Many standard LaTeX environments or commands have a variant with the same name but ending with a star character *, an asterisk. Examples are the table and table* environments and the \section and \section* commands.

When defining environments, following this pattern is straightforward because \newenvironment and \renewenvironment allow the environment name to contain a star. For commands the situation is more complex. As in the synopsis above, there will be a user-called command, given above as \mycmd, which peeks ahead to see if it is followed by a star. For instance, LaTeX does not really have a \section* command; instead, the \section command peeks ahead. This command does not accept arguments but instead expands to one of two commands that do accept arguments. In the synopsis these two are \mycmd@nostar and \mycmd@star. They could take the same number of arguments or a different number, or no arguments at all.

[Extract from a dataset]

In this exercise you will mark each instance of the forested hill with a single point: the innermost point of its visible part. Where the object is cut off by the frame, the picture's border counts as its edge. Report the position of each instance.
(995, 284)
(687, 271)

As always, in a LaTeX document a command using at-sign @ must be enclosed inside a \makeatletter ... \makeatother block (see \makeatletter & \makeatother).

This example of \@ifstar defines the command \ciel and a variant \ciel*. Both have one required argument. A call to \ciel{night} will return "starry night sky" while \ciel*{blue} will return "starry not blue sky".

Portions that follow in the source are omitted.